Echec critique à mon jet d’indifférence et de trou-du-culisme. Je me tourne vers le factotum et lui demande si cela pose un problème que j’aide la dame à écrire. Il se jette à mes pieds en hurlant que non, non, au contraire, qu’il m’aime d’amour et veut me faire des enfants. Après avoir poliment décliné, je me mets à l’ouvrage et récolte le délicieux merci que l’on a lorsqu’on a vécu plusieurs époques. Je me retourne… sur une file de dix glandus qui agitent timidement leurs procuration vierge.

Récupérer ma carte d’identité m’a pris une heure.

Une heure durant laquelle j’ai rempli de petits bristols « qui sont trop compliqués avec toutes leurs contraintes » (punaise ne viens pas en B 206 le lundi de la rentrée, c’est contrôle de grammaire). Je me suis retenu très fort de demander à ces braves gens s’il fallait leur rappeler comment mettre le bulletin adéquat dans l’enveloppe bleu le jour J mais la perspective de 48 heures de garde à vue m’a un brin refroidi.

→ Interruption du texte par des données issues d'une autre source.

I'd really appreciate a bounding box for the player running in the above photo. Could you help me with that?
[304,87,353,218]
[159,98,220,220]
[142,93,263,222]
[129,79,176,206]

Alors que le scanner est violé à la pince monseigneur, le téléphone sonne et le X-gendarme, submergé dans ses papiers, se tourne vers moi.
« Excuse-moi, tu prends ça s’il te plaît ? »
L’occasion est trop belle, je ne lui laisse pas le temps de réaliser sa bourde et je décroche pour expliquer à Ginette Sommier que oui, il faut passer à la gendarmerie pour remplir sa procuration de vote.

Je me retourne vers le visage un peu honteux du défenseur des citoyens.

« Pardon. T’étais tellement efficace, je t’ai pris pour un des collègues. »

Alors là j’ai gentiment récupéré ma carte, j’ai tourné les talons et téléphoné au consulat du Costa Rica pour me renseigner sur leurs conditions d’immigration.